Good Girl- Lily Kershaw 3/13/14

  I've been going through a lot the last few months. I'm not sure what wrong with me. I mean. One minute I'm happy and smiling, and the next it's like I'm a completely different person. Like I was never there. I think the depression is getting to me. I need to find a way out. A way to be less of who I am right now. I feel like I hurt the people I care about and I don't want to be that person. But, I also don't want to be the shy girl that i used to be. I really don't want to be her anymore. She was naive and stupid and too.. whats the word.. good all the time. I don't know. Maybe it's all in my head and I'm "looking for excuses". Maybe I am. I don't know anymore. But I could really use someone to talk too.. hint, hint. No? Ok. I gotta go guys. Bye.


~Invisible Girl

Monday, February 24, 2014

Its Been A While- Staind 2/24/14

  GUYS!!! I've been gone for forever!!! Not a lot has happened the last month or so, but I am better. However, theres something I want to get out. I have been trying really hard to stop cutting. And the emails I've been getting from you guys help keep me strong. This is basically a 'Thank You' note to all you guys. I love you!! :* I'm not sure if the blogger will put up my email but if I put it on, I want you guys to email me. It can be about ANYTHING! Just send it in. Whether you need advice on something, or just someone to listen. I'm here. Just email me :)

its sandlinkat@gmail.com

so yea. here ya go. E-mail me c:


~Invisible Girl

Saturday, January 18, 2014

Skinny Love- Birdy 1/19/14

  Guys, I don't even know even more. I'm losing the people I care about most. I don't know what to do to get them back. I mean.. a guy I was in love with doesn't hardly talk to me. Meghan treats me like shit half the time. Alex barely talks to me anymore. i just... i dont know what to do. sorry this one is so short. more next time i guess.


~Invisible Girl

Thursday, December 26, 2013

Not Sure What To Do 12/26/13

  So, I've been debating showing my mom this blog.

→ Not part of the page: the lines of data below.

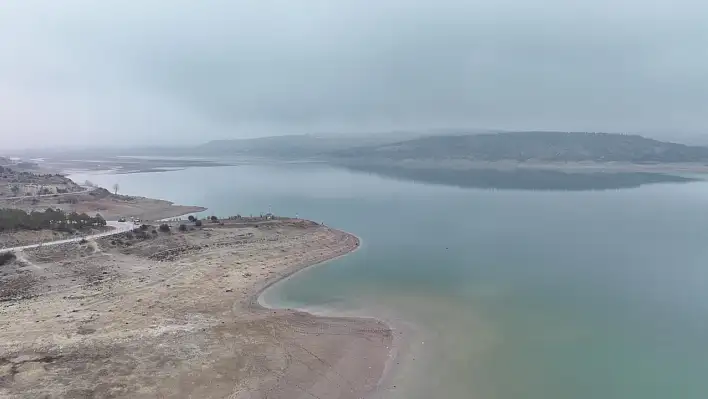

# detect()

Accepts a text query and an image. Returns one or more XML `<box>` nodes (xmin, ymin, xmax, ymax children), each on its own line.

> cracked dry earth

<box><xmin>0</xmin><ymin>219</ymin><xmax>391</xmax><ymax>399</ymax></box>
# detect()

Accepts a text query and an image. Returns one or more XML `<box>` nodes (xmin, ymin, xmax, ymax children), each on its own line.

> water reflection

<box><xmin>336</xmin><ymin>163</ymin><xmax>697</xmax><ymax>191</ymax></box>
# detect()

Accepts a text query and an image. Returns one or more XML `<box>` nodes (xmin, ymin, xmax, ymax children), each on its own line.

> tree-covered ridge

<box><xmin>333</xmin><ymin>132</ymin><xmax>708</xmax><ymax>163</ymax></box>
<box><xmin>0</xmin><ymin>208</ymin><xmax>106</xmax><ymax>232</ymax></box>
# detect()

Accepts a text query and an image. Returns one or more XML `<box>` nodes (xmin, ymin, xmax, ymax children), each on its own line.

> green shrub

<box><xmin>0</xmin><ymin>208</ymin><xmax>104</xmax><ymax>232</ymax></box>
<box><xmin>0</xmin><ymin>251</ymin><xmax>16</xmax><ymax>266</ymax></box>
<box><xmin>159</xmin><ymin>224</ymin><xmax>170</xmax><ymax>232</ymax></box>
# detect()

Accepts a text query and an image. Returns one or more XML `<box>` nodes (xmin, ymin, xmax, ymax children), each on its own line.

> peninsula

<box><xmin>0</xmin><ymin>169</ymin><xmax>392</xmax><ymax>398</ymax></box>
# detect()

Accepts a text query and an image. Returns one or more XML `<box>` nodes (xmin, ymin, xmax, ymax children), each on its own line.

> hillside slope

<box><xmin>332</xmin><ymin>132</ymin><xmax>708</xmax><ymax>163</ymax></box>
<box><xmin>193</xmin><ymin>131</ymin><xmax>433</xmax><ymax>158</ymax></box>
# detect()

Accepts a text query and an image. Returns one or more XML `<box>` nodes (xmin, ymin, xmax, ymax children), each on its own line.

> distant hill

<box><xmin>192</xmin><ymin>131</ymin><xmax>432</xmax><ymax>158</ymax></box>
<box><xmin>331</xmin><ymin>132</ymin><xmax>708</xmax><ymax>163</ymax></box>
<box><xmin>194</xmin><ymin>135</ymin><xmax>337</xmax><ymax>157</ymax></box>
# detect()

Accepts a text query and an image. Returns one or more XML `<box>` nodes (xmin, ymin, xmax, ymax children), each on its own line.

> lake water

<box><xmin>71</xmin><ymin>163</ymin><xmax>708</xmax><ymax>399</ymax></box>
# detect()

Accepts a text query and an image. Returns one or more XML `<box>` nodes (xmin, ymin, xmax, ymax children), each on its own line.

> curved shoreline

<box><xmin>246</xmin><ymin>226</ymin><xmax>362</xmax><ymax>311</ymax></box>
<box><xmin>246</xmin><ymin>226</ymin><xmax>399</xmax><ymax>398</ymax></box>
<box><xmin>0</xmin><ymin>219</ymin><xmax>395</xmax><ymax>398</ymax></box>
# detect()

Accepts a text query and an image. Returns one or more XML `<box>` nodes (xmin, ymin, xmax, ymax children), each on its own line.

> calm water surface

<box><xmin>71</xmin><ymin>163</ymin><xmax>708</xmax><ymax>399</ymax></box>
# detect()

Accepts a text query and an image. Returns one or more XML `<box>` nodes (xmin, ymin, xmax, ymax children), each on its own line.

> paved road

<box><xmin>0</xmin><ymin>221</ymin><xmax>135</xmax><ymax>253</ymax></box>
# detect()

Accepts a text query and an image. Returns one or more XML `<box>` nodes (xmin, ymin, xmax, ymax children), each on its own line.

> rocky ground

<box><xmin>0</xmin><ymin>168</ymin><xmax>82</xmax><ymax>198</ymax></box>
<box><xmin>0</xmin><ymin>187</ymin><xmax>204</xmax><ymax>222</ymax></box>
<box><xmin>0</xmin><ymin>219</ymin><xmax>391</xmax><ymax>399</ymax></box>
<box><xmin>0</xmin><ymin>226</ymin><xmax>113</xmax><ymax>249</ymax></box>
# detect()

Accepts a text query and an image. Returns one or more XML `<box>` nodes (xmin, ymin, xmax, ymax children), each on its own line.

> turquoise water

<box><xmin>71</xmin><ymin>163</ymin><xmax>708</xmax><ymax>398</ymax></box>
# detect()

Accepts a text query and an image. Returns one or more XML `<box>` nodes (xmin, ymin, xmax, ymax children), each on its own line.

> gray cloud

<box><xmin>1</xmin><ymin>0</ymin><xmax>707</xmax><ymax>149</ymax></box>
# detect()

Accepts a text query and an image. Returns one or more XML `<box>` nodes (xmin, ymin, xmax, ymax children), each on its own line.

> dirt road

<box><xmin>0</xmin><ymin>221</ymin><xmax>134</xmax><ymax>253</ymax></box>
<box><xmin>0</xmin><ymin>219</ymin><xmax>391</xmax><ymax>398</ymax></box>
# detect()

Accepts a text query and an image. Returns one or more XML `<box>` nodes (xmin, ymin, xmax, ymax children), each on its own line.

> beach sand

<box><xmin>0</xmin><ymin>219</ymin><xmax>392</xmax><ymax>398</ymax></box>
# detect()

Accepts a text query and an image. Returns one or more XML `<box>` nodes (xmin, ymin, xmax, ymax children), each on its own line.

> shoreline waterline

<box><xmin>251</xmin><ymin>229</ymin><xmax>408</xmax><ymax>397</ymax></box>
<box><xmin>247</xmin><ymin>226</ymin><xmax>363</xmax><ymax>310</ymax></box>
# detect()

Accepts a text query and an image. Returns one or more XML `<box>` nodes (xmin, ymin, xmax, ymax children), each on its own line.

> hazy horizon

<box><xmin>8</xmin><ymin>129</ymin><xmax>708</xmax><ymax>155</ymax></box>
<box><xmin>1</xmin><ymin>0</ymin><xmax>707</xmax><ymax>150</ymax></box>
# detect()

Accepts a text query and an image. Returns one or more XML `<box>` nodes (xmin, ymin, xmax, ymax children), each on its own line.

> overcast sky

<box><xmin>1</xmin><ymin>0</ymin><xmax>707</xmax><ymax>149</ymax></box>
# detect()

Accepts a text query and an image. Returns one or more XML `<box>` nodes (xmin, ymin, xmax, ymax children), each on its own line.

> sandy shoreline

<box><xmin>245</xmin><ymin>227</ymin><xmax>398</xmax><ymax>398</ymax></box>
<box><xmin>253</xmin><ymin>232</ymin><xmax>415</xmax><ymax>399</ymax></box>
<box><xmin>0</xmin><ymin>163</ymin><xmax>398</xmax><ymax>397</ymax></box>
<box><xmin>0</xmin><ymin>218</ymin><xmax>393</xmax><ymax>398</ymax></box>
<box><xmin>248</xmin><ymin>229</ymin><xmax>362</xmax><ymax>310</ymax></box>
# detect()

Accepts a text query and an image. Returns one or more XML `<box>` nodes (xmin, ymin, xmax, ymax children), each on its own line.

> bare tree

<box><xmin>112</xmin><ymin>183</ymin><xmax>120</xmax><ymax>195</ymax></box>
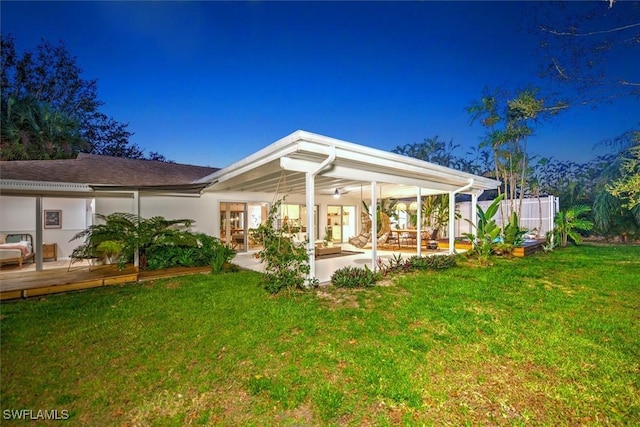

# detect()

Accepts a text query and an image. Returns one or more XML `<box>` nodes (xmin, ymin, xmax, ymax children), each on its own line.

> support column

<box><xmin>133</xmin><ymin>191</ymin><xmax>140</xmax><ymax>268</ymax></box>
<box><xmin>448</xmin><ymin>192</ymin><xmax>456</xmax><ymax>254</ymax></box>
<box><xmin>471</xmin><ymin>193</ymin><xmax>479</xmax><ymax>235</ymax></box>
<box><xmin>416</xmin><ymin>188</ymin><xmax>422</xmax><ymax>257</ymax></box>
<box><xmin>35</xmin><ymin>195</ymin><xmax>43</xmax><ymax>271</ymax></box>
<box><xmin>370</xmin><ymin>181</ymin><xmax>377</xmax><ymax>271</ymax></box>
<box><xmin>306</xmin><ymin>172</ymin><xmax>316</xmax><ymax>280</ymax></box>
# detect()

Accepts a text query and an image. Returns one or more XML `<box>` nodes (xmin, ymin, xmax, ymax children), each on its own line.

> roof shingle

<box><xmin>0</xmin><ymin>153</ymin><xmax>219</xmax><ymax>186</ymax></box>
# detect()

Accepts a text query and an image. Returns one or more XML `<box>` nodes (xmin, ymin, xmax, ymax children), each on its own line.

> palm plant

I mean, it would make things easier if she knew all this. But, I also don't know how she would react to it all. To me sharing all of this personal stuff with people. To me not actually telling her about all of this stuff in my life. She doesn't know about me and the senior Michael. Or about how i feel like talking, or writing about what happened when I was younger. I'm just unsure of what to do about this.

sorry i just needed to get that out.